The American Opera Project (AOP) is a professional opera company based in Brooklyn, New York City, and is a member of Opera America, the Fort Greene Association, the Downtown Brooklyn Arts Alliance, and the Alliance of Resident Theatres/New York (A.R.T./NY). The company's primary mission is to develop and present new operatic and music theatre works and has gained a reputation for the "rarefied range" of the projects it fosters (Opera News, Dec 2008). AOP was founded in 1988 by Grethe Barrett Holby who served as Artistic Director of AOP from 1988 until 2001, at which point Charles Jarden became the company's Executive Director and Steven Osgood the company's Artistic Director. Steven Osgood left the post of Artistic Director in 2008 to pursue conducting full-time but remains the Artistic Director for AOP's "Composers & the Voice" program. 

AOP's year-long writing fellowship, "Composers & the Voice" was created in 2002 to bring emerging operatic composers and librettists together with singers, directors, and other artists to create a series of pieces exploring the potential of theatre and the voice. Past and present mentors for the program include Mark Adamo, Mark Campbell, John Corigliano, Tan Dun, Daron Hagen, Jake Heggie, Libby Larsen, John Musto, Tobias Picker, Kaija Saariaho, and Stephen Schwartz.
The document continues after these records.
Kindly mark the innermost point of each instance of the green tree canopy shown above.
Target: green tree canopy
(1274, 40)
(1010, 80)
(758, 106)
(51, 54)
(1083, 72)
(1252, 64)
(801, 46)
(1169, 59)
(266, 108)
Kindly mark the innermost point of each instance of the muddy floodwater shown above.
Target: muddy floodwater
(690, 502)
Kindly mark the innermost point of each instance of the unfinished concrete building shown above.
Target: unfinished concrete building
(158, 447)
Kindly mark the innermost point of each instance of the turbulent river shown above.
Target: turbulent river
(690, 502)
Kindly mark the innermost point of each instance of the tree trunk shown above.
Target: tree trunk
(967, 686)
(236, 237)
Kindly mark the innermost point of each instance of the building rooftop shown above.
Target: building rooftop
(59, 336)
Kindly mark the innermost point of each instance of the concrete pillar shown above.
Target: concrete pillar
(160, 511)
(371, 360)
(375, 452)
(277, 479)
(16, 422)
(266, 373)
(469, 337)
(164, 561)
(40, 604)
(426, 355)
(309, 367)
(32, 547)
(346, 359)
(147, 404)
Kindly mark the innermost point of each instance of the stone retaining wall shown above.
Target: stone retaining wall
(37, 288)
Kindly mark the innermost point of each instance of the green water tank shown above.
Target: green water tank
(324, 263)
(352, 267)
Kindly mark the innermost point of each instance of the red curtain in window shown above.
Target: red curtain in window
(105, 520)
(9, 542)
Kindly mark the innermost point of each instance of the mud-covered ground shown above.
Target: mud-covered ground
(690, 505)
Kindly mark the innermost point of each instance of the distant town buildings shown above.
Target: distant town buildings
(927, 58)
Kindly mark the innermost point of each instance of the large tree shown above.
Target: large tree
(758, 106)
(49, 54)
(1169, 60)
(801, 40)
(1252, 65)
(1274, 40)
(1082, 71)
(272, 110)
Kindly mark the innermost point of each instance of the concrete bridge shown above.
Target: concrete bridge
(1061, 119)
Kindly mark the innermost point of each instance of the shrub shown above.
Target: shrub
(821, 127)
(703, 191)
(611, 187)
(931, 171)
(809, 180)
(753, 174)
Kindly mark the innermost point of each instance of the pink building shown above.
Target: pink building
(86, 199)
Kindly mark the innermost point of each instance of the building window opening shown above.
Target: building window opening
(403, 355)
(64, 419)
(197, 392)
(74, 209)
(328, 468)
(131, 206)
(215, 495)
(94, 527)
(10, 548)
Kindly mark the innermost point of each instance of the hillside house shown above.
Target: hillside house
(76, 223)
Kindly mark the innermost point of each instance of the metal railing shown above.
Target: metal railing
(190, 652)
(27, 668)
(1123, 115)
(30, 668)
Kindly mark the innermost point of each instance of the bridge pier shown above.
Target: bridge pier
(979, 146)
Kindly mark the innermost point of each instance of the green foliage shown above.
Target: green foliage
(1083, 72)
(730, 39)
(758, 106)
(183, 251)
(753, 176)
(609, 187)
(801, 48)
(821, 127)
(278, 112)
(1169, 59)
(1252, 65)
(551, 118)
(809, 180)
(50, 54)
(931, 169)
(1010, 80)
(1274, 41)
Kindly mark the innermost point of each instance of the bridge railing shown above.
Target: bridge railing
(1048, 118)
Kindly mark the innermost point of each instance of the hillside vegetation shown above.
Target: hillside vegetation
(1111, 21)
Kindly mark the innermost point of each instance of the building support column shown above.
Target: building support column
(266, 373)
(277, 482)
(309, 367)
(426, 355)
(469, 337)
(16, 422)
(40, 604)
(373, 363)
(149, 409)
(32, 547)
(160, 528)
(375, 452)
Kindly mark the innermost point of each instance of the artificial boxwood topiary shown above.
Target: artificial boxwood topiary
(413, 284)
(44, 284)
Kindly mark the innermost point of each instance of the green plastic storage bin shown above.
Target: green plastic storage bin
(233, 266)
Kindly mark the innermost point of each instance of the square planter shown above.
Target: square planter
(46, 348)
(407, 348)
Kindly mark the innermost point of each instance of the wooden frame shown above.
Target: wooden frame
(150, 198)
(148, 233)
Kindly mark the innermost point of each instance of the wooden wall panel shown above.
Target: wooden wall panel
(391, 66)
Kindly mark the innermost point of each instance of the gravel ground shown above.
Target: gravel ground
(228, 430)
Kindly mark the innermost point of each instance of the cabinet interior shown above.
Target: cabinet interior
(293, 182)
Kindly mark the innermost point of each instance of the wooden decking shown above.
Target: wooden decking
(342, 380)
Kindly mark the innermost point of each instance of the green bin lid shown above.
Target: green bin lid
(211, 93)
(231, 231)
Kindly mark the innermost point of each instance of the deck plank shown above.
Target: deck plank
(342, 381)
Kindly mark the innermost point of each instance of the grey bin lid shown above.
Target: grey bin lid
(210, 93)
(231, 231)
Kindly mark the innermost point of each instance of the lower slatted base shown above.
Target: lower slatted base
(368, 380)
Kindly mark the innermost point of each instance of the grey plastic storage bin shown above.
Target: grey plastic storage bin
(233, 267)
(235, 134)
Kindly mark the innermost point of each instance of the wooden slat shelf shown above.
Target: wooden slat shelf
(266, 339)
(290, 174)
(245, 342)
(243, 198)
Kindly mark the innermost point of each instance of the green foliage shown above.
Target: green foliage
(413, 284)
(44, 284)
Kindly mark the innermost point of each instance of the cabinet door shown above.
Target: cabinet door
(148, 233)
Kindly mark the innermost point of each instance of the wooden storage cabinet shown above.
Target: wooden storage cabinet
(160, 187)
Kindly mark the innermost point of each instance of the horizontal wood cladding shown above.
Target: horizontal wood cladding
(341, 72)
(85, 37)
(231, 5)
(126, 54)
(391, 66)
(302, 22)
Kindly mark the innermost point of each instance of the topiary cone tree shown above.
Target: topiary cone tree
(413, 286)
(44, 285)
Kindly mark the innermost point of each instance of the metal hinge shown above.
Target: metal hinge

Past participants include Clint Borzoni, David Claman, Conrad Cummings, Randall Eng, Renée Favand, Vivian Fung, Kristin Kuster, Hannah Lash, Gilda Lyons, Robert Paterson, Jack Perla, Zach Redler & Sara Cooper, and Daniel Sonenberg.

Amongst the venues and festivals where AOP productions have appeared are the Lincoln Center Festival, BAM's Next Wave Festival, the Guggenheim Museum, Symphony Space, Irondale Center, Philadelphia's Annenberg Center, Pittsburgh Opera, the U.S. Holocaust Memorial Museum, London's Royal Opera House, Berlin's Stükke Theater, Aleksander Fredro Teatr in Poland, the Trondheim Chamber Music Festival in Norway, and the  in Vienna. It has also given many out-of-doors performances sponsored by the City of New York Department of Parks and Recreation. AOP won a 2005 Encore award from the Arts & Business Council of New York for its innovative work.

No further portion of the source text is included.